You can try to control a duckiebot in the Duckietown simulator using the arrow keys on your keyboard, by running:
python -m experiments.manual_control
Some command line arguments are available to modify the behavior of the simulation:
--distortion Simulate lens distortion
--domain-rand Enable domain randomization
--top-view View the simulation from a fixed bird's eye view, instead of the robot's view
--spawn-vehicle-ahead Generate an obstacle vehicle a few tiles ahead of the controlled one
--show-observations Show the cropped, downscaled observations, used as the policy input
--draw-curve Draw the lane following curve
--map-name MAP_NAME Specify the map
Record and evaluate how a human can control a simulated Duckiebot.
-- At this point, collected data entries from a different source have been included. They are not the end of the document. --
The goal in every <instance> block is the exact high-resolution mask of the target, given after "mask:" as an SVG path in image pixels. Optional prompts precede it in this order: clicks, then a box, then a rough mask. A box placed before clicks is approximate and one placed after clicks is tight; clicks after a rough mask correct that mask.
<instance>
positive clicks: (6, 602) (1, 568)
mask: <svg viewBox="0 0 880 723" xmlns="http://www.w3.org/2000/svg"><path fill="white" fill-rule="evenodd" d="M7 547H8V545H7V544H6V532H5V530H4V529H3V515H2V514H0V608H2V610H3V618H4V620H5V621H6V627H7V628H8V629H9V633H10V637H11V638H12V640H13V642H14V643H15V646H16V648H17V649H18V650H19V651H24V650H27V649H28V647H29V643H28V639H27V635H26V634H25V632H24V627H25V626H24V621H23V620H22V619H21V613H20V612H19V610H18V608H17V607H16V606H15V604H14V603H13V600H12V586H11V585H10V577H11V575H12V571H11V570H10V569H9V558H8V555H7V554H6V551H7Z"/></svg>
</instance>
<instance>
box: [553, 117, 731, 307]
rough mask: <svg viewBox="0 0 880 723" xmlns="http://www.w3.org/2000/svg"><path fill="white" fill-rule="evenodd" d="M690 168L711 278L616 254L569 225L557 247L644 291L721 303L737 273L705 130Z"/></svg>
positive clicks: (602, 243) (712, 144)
python -m experiments.human_baseline
In many reinforcement learning problems (e.g. the Atari 2600 games) the agents are compared to human baselines. Motivated by this benchmark we propose a method to measure how well humans are able to control duckiebots, which could be used as a baseline. By running the command above, anyone can measure this "baseline".
Measure how well a hand-tuned PID controller can control a Duckiebot. The controller relies on position and orientation error extracted from the simulation.
python -m experiments.pid_baseline
- Operating system: Linux, tested on Ubuntu 18.04
- For running demonstrations on a trained model: 8 GB RAM is recommended (not tested with less)
- For training: a powerful GPU and 32 GB RAM is recommended (tested on a machine with an NVidia V100 GPU and 256GB RAM)
To remove the installed conda environment from your system run:
conda remove --name dtaido5 --all -y
To stop and remove the container from your system run
docker stop dtaido5
Action representations
Action representation name in paper | Config option in code |
---|---|
Steering | 'heading' |
Wheel Velocity - Braking | 'leftright_braking' |
Wheel Velocity - Positive Only | 'leftright_clipped' |
Wheel Velocity | 'leftright' |
Reward functions
Reward strategy name in paper | Config option in code | Reward classes used |
---|---|---|
Orientation reward | 'posangle', ('target_orientation') | DtRewardPosAngle and DtRewardVelocity |
Distance travelled reward | 'lane_distance' | DtRewardDistanceTravelled |
The hardware used in our experiments and parts of the software was developed by the Duckietown project. Software components in this repository may partially be copied or derived from the Duckietown project's repositories.